Saat-saat yang menyenangkan, mengingat sulit sekali aku bisa memiliki waktu sendiri denganmu.
Aku kembali tersenyum padamu dan berkata sambil tertawa,  "Kok bisa?"

Dan kamu pun tertawa.
Senangnya mendengar suara tawamu. 
Begitu jernih, seperti suara bel yang berkerincing di pagi Natal yang indah.

****

Ingatan ini kembali begitu jernih
Merasuk dalam ingatanku, dan terpancar kembali melalui putaran kenangan dalam anganku, seakan-akan aku baru mengalaminya kemarin.
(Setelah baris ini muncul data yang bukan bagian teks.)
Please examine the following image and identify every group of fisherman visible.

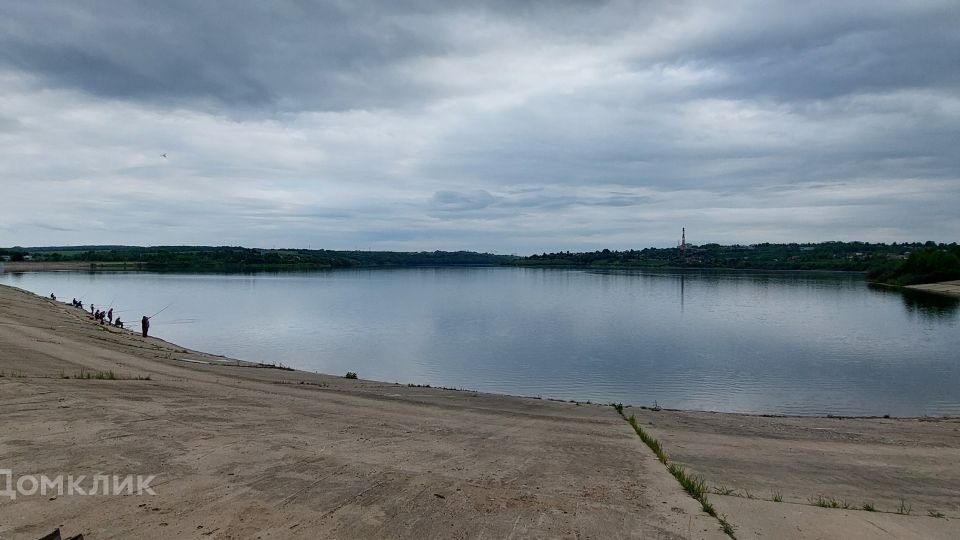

Ingatan 9 tahun yang lalu, dan aku masih bisa membayangkan wajahmu terterpa sinar matahari pagi sambil memegang cangkir teh.

"Minum teh dulu Nana, biar seger"

Selalu begitu ucapanmu setiap aku terbangun di pagi hari bersamamu.
Kenangan sederhana yang entah kenapa terasa pilu mengiris hati.
Dan disinilah aku saat ini, duduk menatap monitor komputerku, mengetikkan kata-kata yang bercerita tentang kamu.

Kamu yang berada ribuan kilometer dariku.
Tidak hanya melalui raga namun juga hati.
Kuharap kamu membaca ini, dari manapun kamu berada.

I love you and always love you, 

sebuah kalimat yang kuharap tidak terlambat ku ucapkan.